Tariff Turbulence Sends Risk Assets Reeling
President Trump’s decision to increase the worldwide tariff rate to 15% on February 22, in defiance of a Supreme Court judgment, and to escalate trade tensions with China and other allies, was the main cause of Bitcoin’s most recent decline. The action immediately hurt financial markets’ willingness to take on risk.
Bitcoin is currently trading as a macro risk asset, as evidenced by its 89% connection with the tech-heavy QQQ ETF over the last 30 days. The research shows that when institutional investors left stocks, they also left cryptocurrency.
Bitcoin ETF Outflows Signal Continued Institutional Retreat
U.S. spot Bitcoin ETFs saw net outflows of $315.9 million for the week ending February 22, which added to the macro pressure. The IBIT of BlackRock, which is commonly regarded as the institutional benchmark, was responsible for $303.5 million of that outflow. In a market that primarily relied on ETF inflows as a bullish structural story in 2024 and 2025, persistent outflows pose a significant challenge that extends beyond emotion in the medium term.
BTC/USD Technical Outlook: Bearish, but a Floor May Be Near
Technically speaking, Bitcoin made a fundamentally significant breach at $66,572, breaking below the crucial 78.6% Fibonacci retracement line. In the last day, trading volume increased by 20% to $21.8 billion, indicating that the sell-off was motivated by conviction rather than a low-liquidity decline.
Between $63,800 and $64,300, a dense on-chain volume cluster where around 150,000 BTC were previously accumulated, lies the next crucial battleground.

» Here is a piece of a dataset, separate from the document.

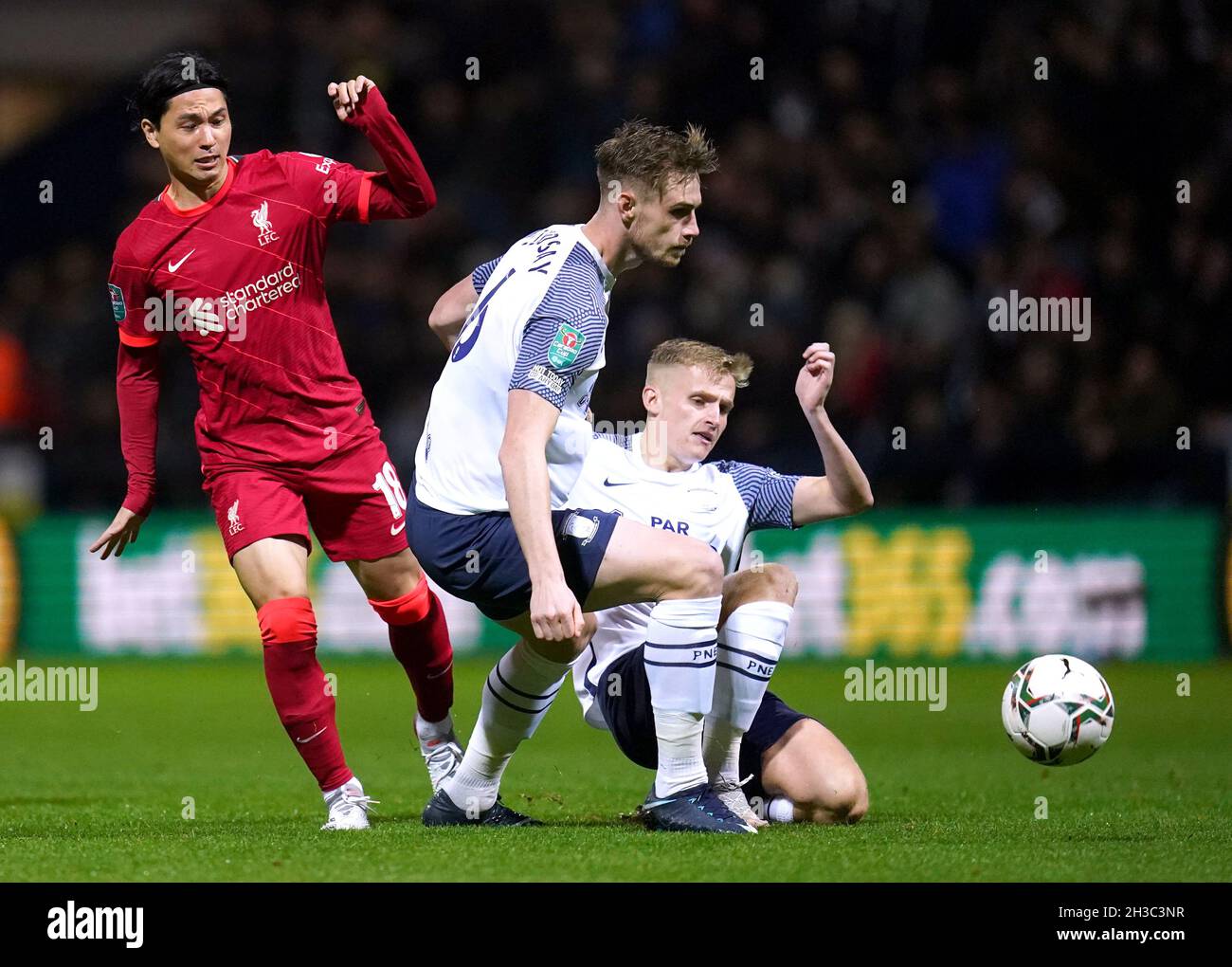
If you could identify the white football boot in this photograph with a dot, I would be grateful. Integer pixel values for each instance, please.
(349, 807)
(443, 757)
(731, 794)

The final significant line of defense before $60,000 is visible is this zone. A close hold above $63,800 maintains the structure, while a failure could result in a quick move toward the $60,000–$61,500 level. The weekly candle close on February 23 will be actively watched.

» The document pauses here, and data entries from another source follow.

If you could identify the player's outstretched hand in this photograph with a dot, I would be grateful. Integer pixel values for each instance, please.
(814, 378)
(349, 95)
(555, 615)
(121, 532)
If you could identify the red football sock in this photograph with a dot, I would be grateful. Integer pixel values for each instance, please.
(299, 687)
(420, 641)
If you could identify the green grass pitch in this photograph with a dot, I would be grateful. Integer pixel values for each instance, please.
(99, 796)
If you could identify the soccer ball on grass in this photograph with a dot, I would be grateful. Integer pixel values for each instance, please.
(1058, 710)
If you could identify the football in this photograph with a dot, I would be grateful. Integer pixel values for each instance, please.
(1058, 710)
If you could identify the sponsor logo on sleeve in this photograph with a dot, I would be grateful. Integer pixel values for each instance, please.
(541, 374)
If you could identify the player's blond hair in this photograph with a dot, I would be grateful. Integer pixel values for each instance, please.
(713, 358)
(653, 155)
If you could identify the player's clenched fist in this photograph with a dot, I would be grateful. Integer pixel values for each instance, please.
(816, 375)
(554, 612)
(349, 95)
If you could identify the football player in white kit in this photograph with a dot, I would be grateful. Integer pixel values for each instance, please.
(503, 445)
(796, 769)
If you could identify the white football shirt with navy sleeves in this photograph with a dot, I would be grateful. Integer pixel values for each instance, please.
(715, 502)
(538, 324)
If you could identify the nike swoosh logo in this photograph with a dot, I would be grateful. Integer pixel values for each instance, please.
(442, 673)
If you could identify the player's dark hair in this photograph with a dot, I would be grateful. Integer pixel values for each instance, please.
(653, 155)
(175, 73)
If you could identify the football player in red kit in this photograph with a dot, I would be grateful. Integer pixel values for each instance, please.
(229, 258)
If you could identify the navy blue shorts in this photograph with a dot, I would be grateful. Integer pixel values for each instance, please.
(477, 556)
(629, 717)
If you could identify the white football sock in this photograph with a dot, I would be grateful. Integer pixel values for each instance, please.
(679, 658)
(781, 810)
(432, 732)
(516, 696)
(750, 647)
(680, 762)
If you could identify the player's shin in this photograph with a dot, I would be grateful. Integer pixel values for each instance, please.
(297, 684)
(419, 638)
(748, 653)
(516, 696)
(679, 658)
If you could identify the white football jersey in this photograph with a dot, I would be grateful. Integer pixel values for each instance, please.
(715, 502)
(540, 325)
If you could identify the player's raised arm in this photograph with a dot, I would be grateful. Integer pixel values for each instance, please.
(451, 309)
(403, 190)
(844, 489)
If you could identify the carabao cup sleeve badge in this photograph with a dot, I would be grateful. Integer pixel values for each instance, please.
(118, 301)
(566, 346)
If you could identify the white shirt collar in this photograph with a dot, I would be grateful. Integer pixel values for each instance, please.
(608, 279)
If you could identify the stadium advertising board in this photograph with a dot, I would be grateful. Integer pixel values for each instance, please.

“Smart Money” Quietly Shifts Bullish — $85K in Sight?
Despite the short-term suffering, cautious hope is warranted. Non-commercial CME futures traders, including hedge funds and major speculators, have quickly liquidated net short positions, changing from around +1,000 contracts to about -1,600, according to CFTC Commitment of Traders data. Similar positioning changes preceded a 70% BTC gain in April 2025 and a 190% spike in 2023, according to analyst Tom McClellan.
The 200-week exponential moving average that Bitcoin is presently defending is close to $68,350; historically, this level has signaled significant bear market bottoms in 2015, 2018, and 2020. Given that the weekly RSI is in oversold territory, selling exhaustion may be on the horizon. By April, a strong recovery from this area might prepare a run toward the 100-week EMA close to $85,000.

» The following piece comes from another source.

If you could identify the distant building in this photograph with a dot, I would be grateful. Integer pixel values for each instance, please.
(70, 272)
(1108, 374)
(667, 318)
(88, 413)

Based on consistent monthly price performance since 2011, network economist Timothy Peterson projects an 88% chance that Bitcoin will trade higher by early 2027. The historical “average return” from this position is $122,000.
Bitcoin Price Prediction: Range-Bound Pain Before a Potential Recovery
The bear case Bitcoin may eventually reach $40,000 after a weekly closure below $63,800, which opens the way to $60,000–$61,500, and a deeper 40% fall that resembles 2022. Base case: As macro sentiment stabilizes, Bitcoin maintains the $63,800–$64,300 support cluster, consolidates, and launches a recovery toward $75,000–$85,000 over the ensuing weeks. Bull case: By 2026, oversold technicals, smart money positioning, and historical cycle data will all work together to push Bitcoin back toward $100,000+.